* break the fs up into smaller ones, and symlink to hell and back
* dump the fs in parts rather than in one hit
I'm going for the second of the two. Hitch is, the only thing
which seems able to dump an fs without screwing with the [a|m|c]times
is ufsdump, and if you specify a directory rather than a device
you lose the ability to do incrementals.
So -- anyone know of a tool which could be used in place of tar
which doesn't screw with the times and which can be persuaded to
do incrementals?
--
Today is the tomorrow you worried about yesterday
Just a thought, have you tried GNU tar with/without these options:
--atime-preserve
don't change access times on dumped files
-m, --modification-time
don't extract file modified time
? I know it doesn't cover ctime, but it's worth a shot, not to mention
GNU tar should be able to do multi-volume archives.
HTH,
-Ath
--
- Athanasius = Athanasius(at)miggy.org / http://www.miggy.org/
Finger athan(at)fysh.org for PGP key
"Hold on. Hold on to yourself. For this is gonna hurt like hell. Hold on.

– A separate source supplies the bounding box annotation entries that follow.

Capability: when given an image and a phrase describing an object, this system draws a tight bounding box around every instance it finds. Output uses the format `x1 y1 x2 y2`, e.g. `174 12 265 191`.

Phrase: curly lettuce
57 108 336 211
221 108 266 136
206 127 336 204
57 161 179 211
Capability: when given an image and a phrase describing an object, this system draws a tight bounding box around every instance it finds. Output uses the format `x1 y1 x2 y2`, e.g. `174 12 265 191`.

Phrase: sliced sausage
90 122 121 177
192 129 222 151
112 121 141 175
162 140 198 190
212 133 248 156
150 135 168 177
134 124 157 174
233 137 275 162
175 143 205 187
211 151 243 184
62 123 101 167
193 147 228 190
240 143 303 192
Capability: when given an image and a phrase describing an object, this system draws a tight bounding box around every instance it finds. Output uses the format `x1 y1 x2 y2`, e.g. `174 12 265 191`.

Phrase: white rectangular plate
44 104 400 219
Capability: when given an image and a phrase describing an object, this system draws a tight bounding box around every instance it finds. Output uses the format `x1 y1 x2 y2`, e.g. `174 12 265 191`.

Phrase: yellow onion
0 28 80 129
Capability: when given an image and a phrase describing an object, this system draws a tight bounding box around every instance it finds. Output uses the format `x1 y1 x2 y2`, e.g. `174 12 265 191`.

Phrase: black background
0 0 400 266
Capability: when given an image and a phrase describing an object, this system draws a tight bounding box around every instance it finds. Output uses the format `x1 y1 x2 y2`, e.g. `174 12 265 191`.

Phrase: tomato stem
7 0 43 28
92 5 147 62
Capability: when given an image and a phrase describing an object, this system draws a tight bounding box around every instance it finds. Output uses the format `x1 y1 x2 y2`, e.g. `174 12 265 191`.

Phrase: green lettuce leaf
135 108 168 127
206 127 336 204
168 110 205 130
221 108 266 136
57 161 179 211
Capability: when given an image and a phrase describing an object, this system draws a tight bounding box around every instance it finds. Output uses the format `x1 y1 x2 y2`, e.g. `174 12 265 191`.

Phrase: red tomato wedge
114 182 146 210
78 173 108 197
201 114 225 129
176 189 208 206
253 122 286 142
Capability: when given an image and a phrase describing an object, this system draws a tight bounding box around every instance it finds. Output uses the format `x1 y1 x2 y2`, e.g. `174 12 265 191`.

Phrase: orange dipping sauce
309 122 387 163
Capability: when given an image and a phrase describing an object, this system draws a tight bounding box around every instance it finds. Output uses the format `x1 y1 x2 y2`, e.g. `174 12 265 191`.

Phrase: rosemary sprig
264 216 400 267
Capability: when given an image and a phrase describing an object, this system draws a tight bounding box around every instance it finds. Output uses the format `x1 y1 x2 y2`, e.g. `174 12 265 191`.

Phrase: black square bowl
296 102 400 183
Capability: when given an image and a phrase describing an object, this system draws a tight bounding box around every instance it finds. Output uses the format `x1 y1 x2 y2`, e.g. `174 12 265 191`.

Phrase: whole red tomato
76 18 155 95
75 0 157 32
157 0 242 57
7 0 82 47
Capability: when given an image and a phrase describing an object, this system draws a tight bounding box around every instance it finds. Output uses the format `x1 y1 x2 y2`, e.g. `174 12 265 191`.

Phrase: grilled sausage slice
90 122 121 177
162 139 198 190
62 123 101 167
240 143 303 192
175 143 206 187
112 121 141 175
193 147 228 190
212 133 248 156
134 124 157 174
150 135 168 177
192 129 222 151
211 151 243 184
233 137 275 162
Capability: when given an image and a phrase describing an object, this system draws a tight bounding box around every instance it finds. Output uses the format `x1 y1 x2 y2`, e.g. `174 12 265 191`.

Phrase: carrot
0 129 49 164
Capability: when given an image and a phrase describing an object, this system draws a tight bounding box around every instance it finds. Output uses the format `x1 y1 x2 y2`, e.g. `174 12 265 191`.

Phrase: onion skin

Hold on to yourself. I know that only time will tell." - Sarah McLachlan
Amanda needs the ctimes, so --atime-preserve would be a Bad Idea.

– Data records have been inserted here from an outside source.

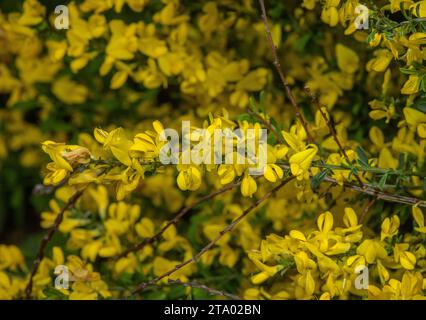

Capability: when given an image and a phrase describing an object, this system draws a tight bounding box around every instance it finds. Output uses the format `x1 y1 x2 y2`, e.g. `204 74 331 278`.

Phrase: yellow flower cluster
245 207 426 300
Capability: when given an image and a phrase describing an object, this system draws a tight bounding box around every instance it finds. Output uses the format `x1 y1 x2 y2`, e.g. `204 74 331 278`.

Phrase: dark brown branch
279 164 426 207
25 190 84 299
305 87 364 186
259 0 314 143
115 182 241 259
249 108 285 144
169 279 241 300
359 198 377 224
131 176 295 295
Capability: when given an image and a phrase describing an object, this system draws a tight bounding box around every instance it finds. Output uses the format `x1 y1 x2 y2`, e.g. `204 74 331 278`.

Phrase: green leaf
249 97 258 113
259 91 266 113
311 170 328 189
379 173 388 190
356 146 370 168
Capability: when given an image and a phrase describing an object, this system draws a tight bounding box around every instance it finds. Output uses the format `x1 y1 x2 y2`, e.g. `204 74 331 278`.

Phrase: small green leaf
356 147 370 168
311 170 328 189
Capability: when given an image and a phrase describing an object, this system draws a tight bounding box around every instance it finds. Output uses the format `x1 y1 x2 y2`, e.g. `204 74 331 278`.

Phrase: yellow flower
356 239 387 264
177 165 201 191
411 207 426 233
241 172 257 197
401 75 420 94
380 215 399 241
52 77 89 104
289 144 318 180
394 243 416 270
336 43 359 73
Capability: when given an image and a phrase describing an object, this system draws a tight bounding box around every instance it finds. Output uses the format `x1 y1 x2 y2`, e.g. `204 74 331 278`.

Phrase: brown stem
259 0 314 143
169 279 241 300
25 189 84 299
305 87 364 187
115 182 241 259
131 176 295 295
359 198 377 224
279 164 426 207
249 108 285 144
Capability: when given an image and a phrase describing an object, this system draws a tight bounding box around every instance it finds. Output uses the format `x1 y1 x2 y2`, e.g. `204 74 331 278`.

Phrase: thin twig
249 108 285 143
25 189 84 299
115 182 241 259
169 279 241 300
259 0 314 143
279 164 426 207
359 198 377 224
131 176 295 295
305 87 364 187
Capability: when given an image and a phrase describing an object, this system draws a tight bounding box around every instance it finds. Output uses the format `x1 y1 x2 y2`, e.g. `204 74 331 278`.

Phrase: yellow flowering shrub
0 0 426 300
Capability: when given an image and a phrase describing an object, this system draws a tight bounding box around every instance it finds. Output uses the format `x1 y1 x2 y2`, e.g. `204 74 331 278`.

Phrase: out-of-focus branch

From stuff I've been reading today, it looks like it isn't
actually possible to do what I want -- either the atime or the
ctime is going to be screwed with unless I use dump.
--
"Me no know chickenatomy. Chick anatomy, yes, but I am
not enthusiastic about fileting any women."

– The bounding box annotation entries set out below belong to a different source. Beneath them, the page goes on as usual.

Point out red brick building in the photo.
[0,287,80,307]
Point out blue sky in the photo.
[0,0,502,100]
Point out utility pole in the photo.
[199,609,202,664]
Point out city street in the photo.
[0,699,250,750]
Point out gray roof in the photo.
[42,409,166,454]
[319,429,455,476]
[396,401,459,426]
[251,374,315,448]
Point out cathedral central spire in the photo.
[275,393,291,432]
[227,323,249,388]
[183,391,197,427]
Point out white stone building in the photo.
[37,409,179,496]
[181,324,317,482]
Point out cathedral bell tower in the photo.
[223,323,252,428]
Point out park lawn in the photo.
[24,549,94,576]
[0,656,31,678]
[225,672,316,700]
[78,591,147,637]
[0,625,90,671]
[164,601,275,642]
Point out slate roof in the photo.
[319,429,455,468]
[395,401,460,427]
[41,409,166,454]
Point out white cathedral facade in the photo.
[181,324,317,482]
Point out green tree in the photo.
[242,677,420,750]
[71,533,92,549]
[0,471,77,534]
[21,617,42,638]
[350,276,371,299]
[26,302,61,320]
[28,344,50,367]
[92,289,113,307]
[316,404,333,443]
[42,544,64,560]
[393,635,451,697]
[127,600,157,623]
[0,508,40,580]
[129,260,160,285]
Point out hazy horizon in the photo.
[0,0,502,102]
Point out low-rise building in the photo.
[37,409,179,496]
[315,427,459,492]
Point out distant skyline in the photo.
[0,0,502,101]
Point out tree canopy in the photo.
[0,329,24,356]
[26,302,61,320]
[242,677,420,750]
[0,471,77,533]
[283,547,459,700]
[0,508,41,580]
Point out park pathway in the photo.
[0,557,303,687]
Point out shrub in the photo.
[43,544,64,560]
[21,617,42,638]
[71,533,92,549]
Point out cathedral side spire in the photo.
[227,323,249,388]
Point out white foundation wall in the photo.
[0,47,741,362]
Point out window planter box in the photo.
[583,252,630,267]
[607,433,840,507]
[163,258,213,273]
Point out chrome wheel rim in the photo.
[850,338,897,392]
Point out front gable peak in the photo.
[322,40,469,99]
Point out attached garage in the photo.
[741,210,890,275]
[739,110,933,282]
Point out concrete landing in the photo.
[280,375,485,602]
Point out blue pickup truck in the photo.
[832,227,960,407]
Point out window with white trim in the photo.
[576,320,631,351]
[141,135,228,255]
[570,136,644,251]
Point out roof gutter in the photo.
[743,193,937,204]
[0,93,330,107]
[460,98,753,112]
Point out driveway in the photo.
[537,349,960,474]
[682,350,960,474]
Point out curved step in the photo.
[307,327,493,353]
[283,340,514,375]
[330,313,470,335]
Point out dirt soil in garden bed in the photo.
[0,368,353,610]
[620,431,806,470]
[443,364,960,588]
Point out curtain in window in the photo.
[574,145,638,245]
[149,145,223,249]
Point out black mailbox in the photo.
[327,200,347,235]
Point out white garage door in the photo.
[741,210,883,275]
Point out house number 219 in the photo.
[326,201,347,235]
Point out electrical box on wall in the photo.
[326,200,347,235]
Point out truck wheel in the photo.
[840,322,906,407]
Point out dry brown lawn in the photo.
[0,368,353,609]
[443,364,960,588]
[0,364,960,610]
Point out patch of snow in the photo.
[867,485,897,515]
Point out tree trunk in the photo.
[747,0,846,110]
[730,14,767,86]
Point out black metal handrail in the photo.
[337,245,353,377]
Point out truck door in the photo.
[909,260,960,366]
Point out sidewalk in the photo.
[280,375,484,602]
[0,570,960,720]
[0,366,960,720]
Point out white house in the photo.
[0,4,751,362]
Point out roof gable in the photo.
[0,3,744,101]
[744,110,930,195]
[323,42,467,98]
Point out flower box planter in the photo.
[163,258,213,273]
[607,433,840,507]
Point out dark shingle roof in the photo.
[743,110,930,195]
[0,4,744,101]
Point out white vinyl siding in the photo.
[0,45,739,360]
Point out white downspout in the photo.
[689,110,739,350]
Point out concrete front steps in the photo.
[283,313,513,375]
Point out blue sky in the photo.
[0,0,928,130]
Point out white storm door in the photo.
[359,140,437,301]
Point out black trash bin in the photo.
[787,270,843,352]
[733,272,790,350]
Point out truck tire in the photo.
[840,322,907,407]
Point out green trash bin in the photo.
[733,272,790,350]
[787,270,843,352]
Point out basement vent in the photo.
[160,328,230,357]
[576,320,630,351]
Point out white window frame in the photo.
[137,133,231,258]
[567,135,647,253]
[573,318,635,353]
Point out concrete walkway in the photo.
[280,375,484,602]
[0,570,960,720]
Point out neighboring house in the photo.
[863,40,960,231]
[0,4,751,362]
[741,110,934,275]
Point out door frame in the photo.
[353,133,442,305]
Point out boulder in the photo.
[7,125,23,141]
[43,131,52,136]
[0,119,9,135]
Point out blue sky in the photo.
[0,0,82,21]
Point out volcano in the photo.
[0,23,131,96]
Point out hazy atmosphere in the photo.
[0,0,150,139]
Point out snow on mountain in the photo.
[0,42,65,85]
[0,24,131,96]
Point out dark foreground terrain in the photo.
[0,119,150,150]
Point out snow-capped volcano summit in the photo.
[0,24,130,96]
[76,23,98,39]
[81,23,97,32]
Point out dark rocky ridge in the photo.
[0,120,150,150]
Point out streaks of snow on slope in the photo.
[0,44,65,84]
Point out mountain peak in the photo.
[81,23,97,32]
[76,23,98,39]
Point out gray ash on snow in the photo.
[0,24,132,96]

-- m...@steam.stanford.edu (Meg Worley)
I use ufsdump for most of the dumps at the moment. The hitch
is that at least on Solaris ufsdump won't do increnentals of
a partial fs.
--
"In those days he was wiser than he is now -- he used to frequently
take my advice." -- Winston Churchill
>> uasm seems to do a reasonable job with some of that, although since
>> it's part of Networker you have to use or have used Networker at some
>> point to have it around.
> A foul and minus 2 points for mentioning Nyetworker in a positive sense.
> ;)
Networker is considerably better than butc. And that's all I have to say
on that topic. :) We're now quite happily using neither.
--
Russ Allbery (r...@stanford.edu) <URL:http://www.eyrie.org/~eagle/>
Don't have a manpage for it, by any chance?
(We've got nyetworker installed, but no docs...)
--
"Now, what was I doing before I so rudely interrupted myself?"
-- Kate "Worse Cop" Morris
>> uasm seems to do a reasonable job with some of that, although since
>> it's part of Networker you have to use or have used Networker at some
>> point to have it around.
> Don't have a manpage for it, by any chance?
That we do. I'll mail it to you, as it's fairly long.